L'INSTITUTEUR
PHILOSOPHE De
toutes les sciences qu'on inculque dans la tête d'un enfant lorsqu'on travaille
à son éducation, les mystères du christianisme, quoique une
des plus sublimes parties de cette éducation sans doute, ne sont pourtant
celles qui s'introduisent avec le plus de facilités dans son jeune esprit.

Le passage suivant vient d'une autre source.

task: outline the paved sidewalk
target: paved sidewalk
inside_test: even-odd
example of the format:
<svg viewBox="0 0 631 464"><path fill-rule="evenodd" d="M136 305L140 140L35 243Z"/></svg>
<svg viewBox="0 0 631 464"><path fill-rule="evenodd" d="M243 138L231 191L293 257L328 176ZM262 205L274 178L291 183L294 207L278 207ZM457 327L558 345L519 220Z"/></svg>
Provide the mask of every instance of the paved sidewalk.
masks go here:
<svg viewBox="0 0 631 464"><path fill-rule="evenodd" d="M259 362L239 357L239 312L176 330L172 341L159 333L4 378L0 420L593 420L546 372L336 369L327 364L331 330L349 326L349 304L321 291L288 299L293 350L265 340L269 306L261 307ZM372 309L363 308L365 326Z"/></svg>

Persuader par exemple à un jeune homme de quatorze ou quinze ans que Dieu
le père et Dieu le fils ne sont qu'un, que le fils est consubstantiel à
son père et que le père l'est au fils, etc., tout cela, quelque
nécessaire néanmoins que cela soit au bonheur de la vie, est plus
difficile à faire entendre que de l'algèbre et lorsqu'on veut y
réussir, on est obligé d'employer de certaines tournures physiques,
de certaines explications matérielles qui, toutes disproportionnées
qu'elles sont, facilitent pourtant à un jeune homme l'intelligence de l'objet
mystérieux.
Personne n'était plus profondément pénétré
de cette méthode que M. l'abbé Du Parquet, précepteur du
jeune comte de Nerceuil, âgé d'environ quinze ans et de la plus jolie
figure qu'il fût possible de voir.
- M. l'abbé, disait journellement
le petit comte à son instituteur, en vérité la consubstantialité
est au-dessus de mes forces, il m'est absolument impossible d'entendre que deux
personnes puissent n'en faire qu'une : développez-moi ce mystère,
je vous en conjure, ou mettez-le du moins à ma portée.
L'honnête
abbé, envieux de réussir dans son éducation, content de pouvoir
faciliter à son élève tout ce qui pouvait en faire un jour
un joli sujet, imagina un moyen assez plaisant d'aplanir les difficultés
qui embarrassaient le comte, et ce moyen pris dans la nature devait nécessairement
réussir. Il fit venir chez lui une petite fille de treize à quatorze
ans et ayant bien éduqué la mignonne, il la conjoint à son
jeune élève.
- Eh bien, lui dit-il, à présent,
mon ami, concevez le mystère de la consubstantialité : comprenez-vous
avec moins de peine qu'il est possible que deux personnes n'en fassent qu'une
?
- Oh mon Dieu, oui, monsieur l'abbé, dit le charmant énergumène,
j'entends tout maintenant avec une facilité surprenante ; je ne m'étonne
pas si ce mystère fait, dit-on, toute la joie des personnes célestes,
car il est bien doux quand on est deux de s'amuser à ne faire qu'un.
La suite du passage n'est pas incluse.